Penyiksaan Greta Thunberg oleh Israel, Cermin Nasib Ribuan Tahanan Palestina
STOCKHOLM, iNews.id - Pengakuan Greta Thunberg tentang penyiksaan yang dialaminya di penjara Israel mengguncang opini dunia. Aktivis lingkungan asal Swedia itu hanya 5 hari ditahan, tapi kisahnya membuka tabir kelam nasib ribuan tahanan Palestina yang hidup dalam siksaan serupa, bahkan lebih buruk, selama bertahun-tahun.
Thunberg ditangkap awal pekan ini di perairan internasional saat bergabung dalam misi kemanusiaan Global Sumud Flotilla (GSF), armada internasional yang berupaya menyalurkan bantuan pascagencatan senjata Gaza. Kapal mereka dicegat pasukan Israel, dan para aktivis dibawa ke tahanan tanpa akses hukum.
Dalam wawancara dengan Aftonbladet, Thunberg menggambarkan pengalamannya penuh dengan kekerasan, penghinaan, dan perampasan hak dasar manusia.

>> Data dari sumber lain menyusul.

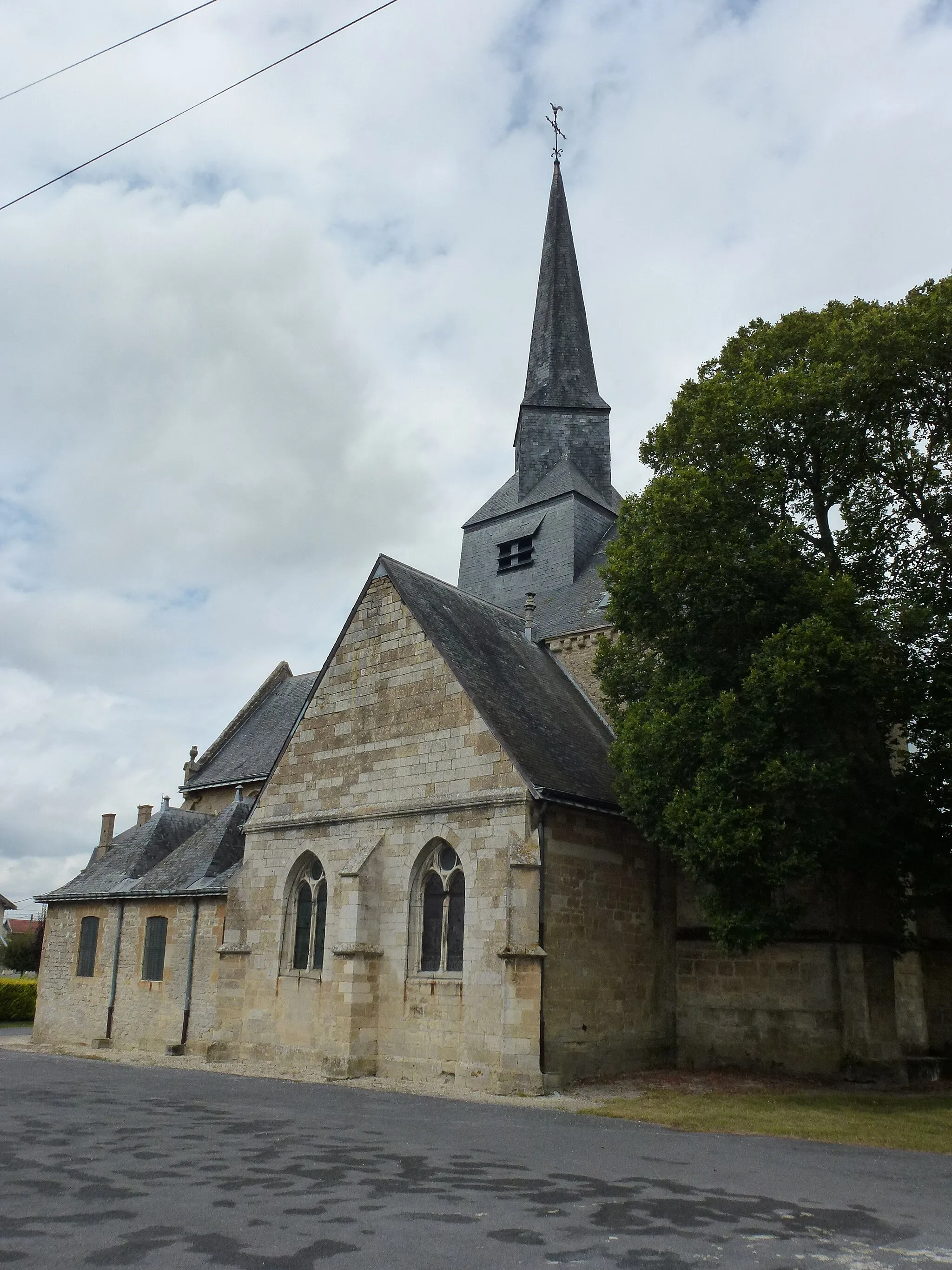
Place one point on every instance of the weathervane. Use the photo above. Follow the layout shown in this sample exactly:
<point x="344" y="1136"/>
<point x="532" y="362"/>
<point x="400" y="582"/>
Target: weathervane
<point x="556" y="130"/>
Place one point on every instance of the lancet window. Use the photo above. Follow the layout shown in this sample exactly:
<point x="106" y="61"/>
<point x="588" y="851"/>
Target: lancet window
<point x="442" y="912"/>
<point x="309" y="918"/>
<point x="89" y="937"/>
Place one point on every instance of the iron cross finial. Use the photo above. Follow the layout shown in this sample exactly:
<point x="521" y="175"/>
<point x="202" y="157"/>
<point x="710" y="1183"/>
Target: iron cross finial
<point x="556" y="130"/>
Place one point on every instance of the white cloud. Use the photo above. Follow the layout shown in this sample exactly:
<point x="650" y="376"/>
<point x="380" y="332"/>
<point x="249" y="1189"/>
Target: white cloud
<point x="290" y="331"/>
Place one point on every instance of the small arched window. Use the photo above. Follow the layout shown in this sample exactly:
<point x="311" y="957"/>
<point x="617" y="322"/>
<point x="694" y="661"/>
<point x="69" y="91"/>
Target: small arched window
<point x="154" y="948"/>
<point x="310" y="918"/>
<point x="89" y="937"/>
<point x="443" y="912"/>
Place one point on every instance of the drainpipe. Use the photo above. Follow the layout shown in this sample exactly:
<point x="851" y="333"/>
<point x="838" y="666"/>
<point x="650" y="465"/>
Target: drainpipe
<point x="116" y="971"/>
<point x="542" y="942"/>
<point x="188" y="973"/>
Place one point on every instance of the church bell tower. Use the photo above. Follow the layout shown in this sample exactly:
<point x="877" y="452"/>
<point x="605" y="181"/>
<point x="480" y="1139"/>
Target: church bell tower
<point x="542" y="529"/>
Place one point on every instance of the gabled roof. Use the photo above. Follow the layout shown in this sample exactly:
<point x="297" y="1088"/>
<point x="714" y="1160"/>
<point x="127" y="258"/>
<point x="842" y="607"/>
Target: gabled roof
<point x="186" y="854"/>
<point x="563" y="479"/>
<point x="562" y="371"/>
<point x="132" y="855"/>
<point x="252" y="742"/>
<point x="554" y="737"/>
<point x="200" y="863"/>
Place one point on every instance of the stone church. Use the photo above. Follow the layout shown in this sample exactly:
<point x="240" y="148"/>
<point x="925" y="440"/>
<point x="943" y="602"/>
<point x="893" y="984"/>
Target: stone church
<point x="412" y="863"/>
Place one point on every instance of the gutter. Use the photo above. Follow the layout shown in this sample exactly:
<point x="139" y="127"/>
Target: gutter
<point x="187" y="1011"/>
<point x="116" y="972"/>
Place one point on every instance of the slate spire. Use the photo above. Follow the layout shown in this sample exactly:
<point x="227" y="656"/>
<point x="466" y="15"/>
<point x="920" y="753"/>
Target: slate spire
<point x="562" y="372"/>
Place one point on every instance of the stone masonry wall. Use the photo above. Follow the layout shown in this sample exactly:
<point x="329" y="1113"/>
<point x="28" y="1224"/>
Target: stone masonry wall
<point x="937" y="979"/>
<point x="73" y="1010"/>
<point x="577" y="654"/>
<point x="148" y="1015"/>
<point x="390" y="756"/>
<point x="608" y="996"/>
<point x="775" y="1009"/>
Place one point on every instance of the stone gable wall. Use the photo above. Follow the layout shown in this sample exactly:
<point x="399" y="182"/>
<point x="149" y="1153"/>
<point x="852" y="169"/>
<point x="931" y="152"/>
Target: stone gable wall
<point x="390" y="756"/>
<point x="577" y="654"/>
<point x="148" y="1015"/>
<point x="73" y="1010"/>
<point x="608" y="995"/>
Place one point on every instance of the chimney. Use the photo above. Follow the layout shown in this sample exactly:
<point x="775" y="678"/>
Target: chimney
<point x="106" y="836"/>
<point x="530" y="614"/>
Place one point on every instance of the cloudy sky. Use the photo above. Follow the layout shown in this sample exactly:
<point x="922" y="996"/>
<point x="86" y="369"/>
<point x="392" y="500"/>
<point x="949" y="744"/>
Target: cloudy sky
<point x="244" y="356"/>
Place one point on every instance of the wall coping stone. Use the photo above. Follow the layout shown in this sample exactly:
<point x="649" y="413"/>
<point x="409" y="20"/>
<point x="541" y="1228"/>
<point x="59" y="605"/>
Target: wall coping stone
<point x="418" y="807"/>
<point x="351" y="951"/>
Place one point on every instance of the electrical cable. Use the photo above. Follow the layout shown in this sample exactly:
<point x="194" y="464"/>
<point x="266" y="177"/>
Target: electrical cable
<point x="204" y="102"/>
<point x="127" y="41"/>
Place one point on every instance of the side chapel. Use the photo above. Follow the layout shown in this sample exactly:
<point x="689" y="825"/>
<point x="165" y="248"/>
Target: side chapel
<point x="413" y="861"/>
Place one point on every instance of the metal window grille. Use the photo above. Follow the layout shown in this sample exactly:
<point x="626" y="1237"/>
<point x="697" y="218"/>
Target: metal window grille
<point x="154" y="951"/>
<point x="515" y="555"/>
<point x="89" y="938"/>
<point x="303" y="927"/>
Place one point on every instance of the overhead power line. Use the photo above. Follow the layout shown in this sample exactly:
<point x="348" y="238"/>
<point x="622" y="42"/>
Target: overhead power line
<point x="196" y="106"/>
<point x="127" y="41"/>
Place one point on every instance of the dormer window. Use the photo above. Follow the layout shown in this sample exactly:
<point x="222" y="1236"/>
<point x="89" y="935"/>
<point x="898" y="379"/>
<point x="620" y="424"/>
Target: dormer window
<point x="515" y="555"/>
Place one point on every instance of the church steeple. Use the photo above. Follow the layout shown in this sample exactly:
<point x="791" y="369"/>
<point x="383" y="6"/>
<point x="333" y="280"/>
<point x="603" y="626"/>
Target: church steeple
<point x="563" y="416"/>
<point x="562" y="372"/>
<point x="541" y="531"/>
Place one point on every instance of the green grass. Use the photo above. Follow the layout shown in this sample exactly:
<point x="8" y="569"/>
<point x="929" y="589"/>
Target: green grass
<point x="912" y="1122"/>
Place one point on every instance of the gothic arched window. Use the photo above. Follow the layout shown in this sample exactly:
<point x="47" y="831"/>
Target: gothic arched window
<point x="442" y="912"/>
<point x="309" y="918"/>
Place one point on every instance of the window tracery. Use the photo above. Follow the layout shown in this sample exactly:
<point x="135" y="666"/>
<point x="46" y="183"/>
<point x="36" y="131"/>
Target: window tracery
<point x="442" y="888"/>
<point x="308" y="918"/>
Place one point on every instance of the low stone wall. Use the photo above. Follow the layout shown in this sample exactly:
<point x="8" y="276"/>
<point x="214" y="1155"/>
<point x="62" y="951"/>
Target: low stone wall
<point x="775" y="1009"/>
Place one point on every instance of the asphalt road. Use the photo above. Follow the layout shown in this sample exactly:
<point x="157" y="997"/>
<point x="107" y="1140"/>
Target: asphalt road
<point x="103" y="1165"/>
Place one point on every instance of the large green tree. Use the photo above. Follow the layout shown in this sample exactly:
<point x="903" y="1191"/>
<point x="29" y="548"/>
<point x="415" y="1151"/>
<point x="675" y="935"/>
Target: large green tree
<point x="782" y="593"/>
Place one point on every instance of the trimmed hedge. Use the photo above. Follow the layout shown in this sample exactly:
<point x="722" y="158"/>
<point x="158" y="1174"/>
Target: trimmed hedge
<point x="18" y="1001"/>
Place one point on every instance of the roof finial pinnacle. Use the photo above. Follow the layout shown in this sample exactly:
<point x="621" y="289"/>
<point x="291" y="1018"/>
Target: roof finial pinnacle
<point x="556" y="130"/>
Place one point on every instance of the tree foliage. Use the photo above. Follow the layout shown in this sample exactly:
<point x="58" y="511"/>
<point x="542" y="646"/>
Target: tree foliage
<point x="782" y="593"/>
<point x="22" y="953"/>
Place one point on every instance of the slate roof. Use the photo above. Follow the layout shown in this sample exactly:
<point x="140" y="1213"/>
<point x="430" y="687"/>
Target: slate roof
<point x="251" y="745"/>
<point x="132" y="855"/>
<point x="548" y="728"/>
<point x="562" y="371"/>
<point x="563" y="479"/>
<point x="205" y="860"/>
<point x="578" y="607"/>
<point x="182" y="852"/>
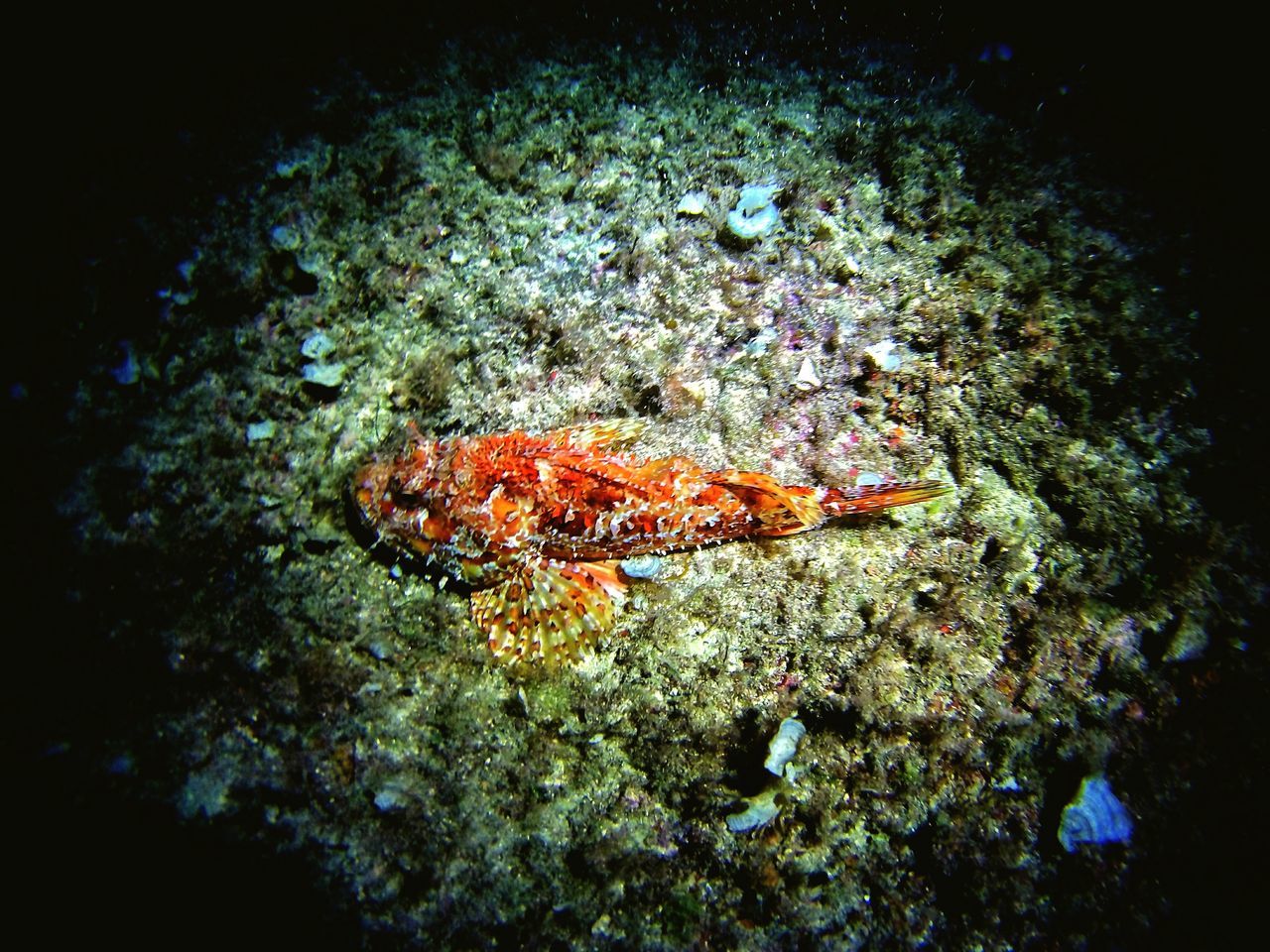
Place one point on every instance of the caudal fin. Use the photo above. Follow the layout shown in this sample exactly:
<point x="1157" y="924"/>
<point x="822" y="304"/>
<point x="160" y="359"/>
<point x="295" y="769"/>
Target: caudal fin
<point x="883" y="495"/>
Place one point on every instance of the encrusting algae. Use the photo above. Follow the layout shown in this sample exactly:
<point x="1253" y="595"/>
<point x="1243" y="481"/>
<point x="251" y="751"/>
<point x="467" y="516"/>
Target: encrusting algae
<point x="536" y="525"/>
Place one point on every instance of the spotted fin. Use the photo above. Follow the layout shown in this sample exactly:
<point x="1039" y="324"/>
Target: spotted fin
<point x="550" y="610"/>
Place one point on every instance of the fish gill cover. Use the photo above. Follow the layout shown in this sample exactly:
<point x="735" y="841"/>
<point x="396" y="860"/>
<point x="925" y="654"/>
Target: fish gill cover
<point x="244" y="719"/>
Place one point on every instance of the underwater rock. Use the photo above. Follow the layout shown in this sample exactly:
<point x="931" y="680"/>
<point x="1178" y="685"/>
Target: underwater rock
<point x="760" y="812"/>
<point x="784" y="746"/>
<point x="693" y="203"/>
<point x="1095" y="816"/>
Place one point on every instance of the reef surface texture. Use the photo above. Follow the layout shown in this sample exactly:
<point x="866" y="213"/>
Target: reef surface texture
<point x="488" y="239"/>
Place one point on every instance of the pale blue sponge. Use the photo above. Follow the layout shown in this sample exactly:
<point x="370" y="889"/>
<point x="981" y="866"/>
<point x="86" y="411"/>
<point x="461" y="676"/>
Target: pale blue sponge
<point x="1093" y="816"/>
<point x="754" y="213"/>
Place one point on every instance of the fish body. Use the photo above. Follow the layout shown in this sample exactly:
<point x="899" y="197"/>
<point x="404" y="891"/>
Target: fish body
<point x="538" y="524"/>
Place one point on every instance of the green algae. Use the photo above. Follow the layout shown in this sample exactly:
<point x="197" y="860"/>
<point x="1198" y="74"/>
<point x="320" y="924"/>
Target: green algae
<point x="503" y="257"/>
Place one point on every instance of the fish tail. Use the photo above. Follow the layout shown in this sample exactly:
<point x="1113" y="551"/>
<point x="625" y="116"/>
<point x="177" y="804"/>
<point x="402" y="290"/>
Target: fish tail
<point x="884" y="495"/>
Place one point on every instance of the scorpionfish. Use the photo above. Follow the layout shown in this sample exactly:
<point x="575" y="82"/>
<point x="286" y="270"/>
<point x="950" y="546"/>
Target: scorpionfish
<point x="538" y="525"/>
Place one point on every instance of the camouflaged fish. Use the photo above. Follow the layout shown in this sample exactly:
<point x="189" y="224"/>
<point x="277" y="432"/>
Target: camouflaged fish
<point x="536" y="525"/>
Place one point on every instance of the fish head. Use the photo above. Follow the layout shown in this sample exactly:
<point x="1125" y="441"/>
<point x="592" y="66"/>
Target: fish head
<point x="393" y="494"/>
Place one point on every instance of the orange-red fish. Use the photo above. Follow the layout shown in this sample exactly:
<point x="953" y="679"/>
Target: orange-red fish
<point x="536" y="525"/>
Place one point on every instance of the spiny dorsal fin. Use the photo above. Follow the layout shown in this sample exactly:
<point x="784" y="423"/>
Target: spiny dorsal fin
<point x="550" y="610"/>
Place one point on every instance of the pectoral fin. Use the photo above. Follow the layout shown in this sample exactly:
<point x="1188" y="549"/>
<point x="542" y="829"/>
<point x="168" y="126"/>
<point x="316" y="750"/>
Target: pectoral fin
<point x="550" y="610"/>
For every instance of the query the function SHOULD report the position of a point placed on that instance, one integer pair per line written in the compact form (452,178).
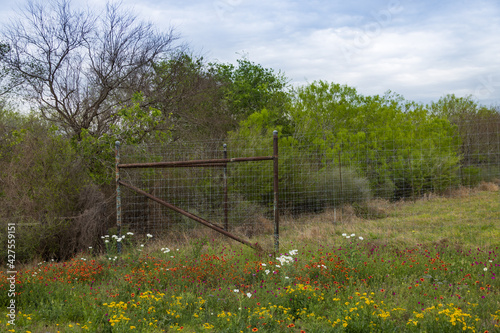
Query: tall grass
(406,271)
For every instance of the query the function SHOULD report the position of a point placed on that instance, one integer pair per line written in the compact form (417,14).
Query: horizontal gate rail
(212,162)
(201,163)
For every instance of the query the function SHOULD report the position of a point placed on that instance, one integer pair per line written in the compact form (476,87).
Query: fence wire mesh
(356,184)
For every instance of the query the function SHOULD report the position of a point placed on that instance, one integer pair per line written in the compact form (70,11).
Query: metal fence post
(118,196)
(226,222)
(276,201)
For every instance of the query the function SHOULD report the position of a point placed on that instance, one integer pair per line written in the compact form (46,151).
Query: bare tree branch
(76,65)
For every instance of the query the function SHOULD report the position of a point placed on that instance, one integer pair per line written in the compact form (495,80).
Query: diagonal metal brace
(211,225)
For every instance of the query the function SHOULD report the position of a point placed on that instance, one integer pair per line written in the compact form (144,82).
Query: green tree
(248,87)
(391,141)
(477,126)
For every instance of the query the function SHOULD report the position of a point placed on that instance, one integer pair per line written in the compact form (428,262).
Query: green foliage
(42,179)
(470,176)
(386,139)
(249,88)
(476,125)
(303,185)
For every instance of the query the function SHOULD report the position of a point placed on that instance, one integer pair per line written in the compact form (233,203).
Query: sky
(421,50)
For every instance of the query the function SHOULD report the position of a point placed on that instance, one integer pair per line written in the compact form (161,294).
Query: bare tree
(76,66)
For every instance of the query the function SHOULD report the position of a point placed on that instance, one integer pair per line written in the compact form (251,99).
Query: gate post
(275,185)
(118,197)
(226,222)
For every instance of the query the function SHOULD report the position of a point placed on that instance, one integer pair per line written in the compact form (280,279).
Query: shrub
(45,191)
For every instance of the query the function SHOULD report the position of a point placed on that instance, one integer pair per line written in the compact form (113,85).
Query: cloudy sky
(419,49)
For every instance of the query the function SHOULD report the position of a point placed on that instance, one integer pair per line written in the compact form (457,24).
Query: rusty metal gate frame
(200,163)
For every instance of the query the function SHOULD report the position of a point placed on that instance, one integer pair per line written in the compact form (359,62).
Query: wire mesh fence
(358,183)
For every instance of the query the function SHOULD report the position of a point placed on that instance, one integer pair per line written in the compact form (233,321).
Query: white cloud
(420,49)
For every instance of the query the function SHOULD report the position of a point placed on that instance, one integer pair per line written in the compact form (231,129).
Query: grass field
(424,266)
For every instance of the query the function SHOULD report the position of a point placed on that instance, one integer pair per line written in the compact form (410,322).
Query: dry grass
(460,216)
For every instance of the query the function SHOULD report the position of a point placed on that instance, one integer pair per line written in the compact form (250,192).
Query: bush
(45,191)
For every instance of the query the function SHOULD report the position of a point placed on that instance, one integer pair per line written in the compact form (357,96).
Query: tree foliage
(248,87)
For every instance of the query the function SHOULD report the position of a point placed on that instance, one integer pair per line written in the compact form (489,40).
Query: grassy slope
(445,228)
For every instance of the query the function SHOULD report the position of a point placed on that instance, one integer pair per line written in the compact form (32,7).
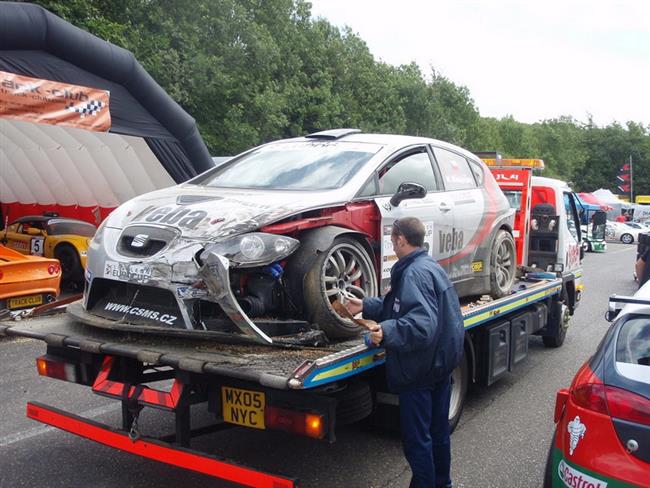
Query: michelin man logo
(576,431)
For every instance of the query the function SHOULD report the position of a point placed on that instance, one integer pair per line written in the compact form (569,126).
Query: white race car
(626,232)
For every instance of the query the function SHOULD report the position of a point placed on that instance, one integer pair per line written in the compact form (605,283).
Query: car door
(415,165)
(17,238)
(465,195)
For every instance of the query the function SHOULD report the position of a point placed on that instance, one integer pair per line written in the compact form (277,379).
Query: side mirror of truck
(407,191)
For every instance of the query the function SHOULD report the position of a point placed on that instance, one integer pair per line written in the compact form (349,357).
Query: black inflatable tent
(151,143)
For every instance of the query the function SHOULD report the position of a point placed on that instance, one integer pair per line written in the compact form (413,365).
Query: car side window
(455,169)
(477,170)
(414,167)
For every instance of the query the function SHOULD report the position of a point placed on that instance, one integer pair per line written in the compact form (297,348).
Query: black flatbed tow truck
(290,387)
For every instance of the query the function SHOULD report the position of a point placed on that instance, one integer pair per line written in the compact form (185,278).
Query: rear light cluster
(612,401)
(57,369)
(302,423)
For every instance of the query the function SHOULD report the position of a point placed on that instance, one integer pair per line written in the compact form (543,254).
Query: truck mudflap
(155,449)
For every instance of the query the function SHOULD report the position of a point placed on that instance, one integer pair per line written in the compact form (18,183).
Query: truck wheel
(345,265)
(503,264)
(560,322)
(71,270)
(460,378)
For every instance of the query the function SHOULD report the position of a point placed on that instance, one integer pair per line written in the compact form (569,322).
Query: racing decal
(36,246)
(49,102)
(187,292)
(450,241)
(127,272)
(141,312)
(576,431)
(182,217)
(19,245)
(574,478)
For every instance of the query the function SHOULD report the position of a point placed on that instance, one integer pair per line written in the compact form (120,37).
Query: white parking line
(28,434)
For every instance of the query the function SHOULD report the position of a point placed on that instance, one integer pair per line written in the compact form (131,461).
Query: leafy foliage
(251,71)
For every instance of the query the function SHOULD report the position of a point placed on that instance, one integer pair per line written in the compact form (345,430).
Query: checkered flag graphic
(91,107)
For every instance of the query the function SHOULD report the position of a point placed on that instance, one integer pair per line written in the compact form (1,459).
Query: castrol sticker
(574,478)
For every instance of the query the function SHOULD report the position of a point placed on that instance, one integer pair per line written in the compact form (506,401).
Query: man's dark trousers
(424,422)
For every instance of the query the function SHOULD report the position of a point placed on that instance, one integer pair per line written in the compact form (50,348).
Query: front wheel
(71,269)
(344,266)
(503,264)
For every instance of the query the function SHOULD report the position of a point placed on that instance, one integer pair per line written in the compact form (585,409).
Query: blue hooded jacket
(422,323)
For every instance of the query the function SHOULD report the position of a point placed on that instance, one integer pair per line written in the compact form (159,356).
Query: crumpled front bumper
(214,270)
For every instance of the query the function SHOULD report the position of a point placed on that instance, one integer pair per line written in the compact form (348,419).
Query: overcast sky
(534,60)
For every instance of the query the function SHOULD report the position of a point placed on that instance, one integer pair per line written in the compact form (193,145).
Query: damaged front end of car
(151,278)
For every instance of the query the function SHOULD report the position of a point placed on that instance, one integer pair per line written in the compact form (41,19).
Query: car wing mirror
(407,191)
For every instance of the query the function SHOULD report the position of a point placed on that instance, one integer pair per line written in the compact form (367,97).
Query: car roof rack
(332,134)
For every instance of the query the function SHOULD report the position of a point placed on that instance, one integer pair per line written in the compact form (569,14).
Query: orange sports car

“Lima hari itu terasa seperti mimpi buruk. Kami dipukul, ditendang, diancam akan digas di dalam sel, dan dipaksa duduk berjam-jam di bawah terik matahari tanpa air,” kata Thunberg.
Diseret, Dihina, dan Dipaksa Memegang Bendera Israel
Dia mengisahkan pasukan Israel memperlakukannya dengan cara kejam dan merendahkan, dipaksa memegang bendera Israel, lalu dipukul dan ditendang karena menolak.
“Saya diseret ke area beraspal yang berpagar besi, mereka menutupi saya dengan bendera Israel sambil menertawakan dan mengambil selfie,” ungkap perempuan 22 tahun itu.
Para tentara juga melontarkan ejekan dalam bahasa Swedia, menyebutnya ‘Lilla hora’ (perempuan kecil).
Mereka juga merampas topi khasnya, melempar ke tanah lalu menginjak-injaknya.
Air Jadi Senjata Penyiksaan
Di antara semua bentuk kekerasan, haus adalah siksaan yang paling tak terlupakan bagi Greta.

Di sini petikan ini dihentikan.